Fisher taught Buffett the benefits of focusing on just a few investments. The danger in purchasing too many stocks, he felt, is that it becomes impossible to watch all the eggs in all the baskets. In his view, buying shares in a company without taking the time to develop a thorough understanding of the business was far more risky than having limited diversification.

Phil Fisher’s style of investing: (i) Hold a concentrated portfolio (ii) Purchase and hold for the long term (iii) Buy companies that you understand very well (iv) Buy outstanding companies with compelling growth prospects

“It is not the profit margin of the past but those of the future that are basically important to the investor.” (One has to consider a company’s strategy for reducing costs and improving profit margins because Inflation/ deflation effects expenses and competition effects profit margins)

Fisher’s sensitivity about a company’s profitability was linked to company’s ability to grow in the future without requiring equity financing. If a company is able to grow only by selling stocks, he said, the larger number of shares outstanding will cancel out any benefit that stockholders might realize from the company’s growth.

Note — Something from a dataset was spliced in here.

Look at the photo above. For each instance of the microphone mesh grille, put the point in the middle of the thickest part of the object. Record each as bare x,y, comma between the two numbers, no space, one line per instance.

Fisher purchased Motorola in 1977 and he is famous for providing investors with a qualitative guide to finding superbly managed companies with excellent growth prospects. According to Fisher, a company must qualify on most of these 15 points to be considered a worthwhile investment:

  • Does the company have the products or services with sufficient market potential to make possible a sizable increase in sales for at least several years?
  • Does the management have a determination to continue to develop products or processes that will still further increase total sales potentials when the growth potentials of currently attractive product lines have largely been exploited?
  • How effective are the company’s research and development efforts in relation to its size?
  • Does the company have an above average sales organization?
  • Does the company have a worthwhile profit margin?
  • What is the company doing to maintain or improve profit margins?
  • Does the company have outstanding labor and personnel relations?
  • Does the company have outstanding executive relations?
  • Does the company have depth to its management?
  • How good are the company’s cost analysis and accounting controls?
  • Are there other aspects of the business, somewhat peculiar to the industry involved, which will give the investor important clues as to how outstanding the company may be in relation to its competition?
  • Does the company have a short range or long range outlook in regards to profits?
  • In the foreseeable future, will the growth of the company require sufficient equity financing so that the larger number of shares then outstanding will largely cancel the existing stockholders’ benefit from this anticipated growth?
  • Does the management talk freely to investors about its affairs when things are going well but “clam up” when troubles and disappointments occur?
  • Does the company have a management of unquestionable integrity?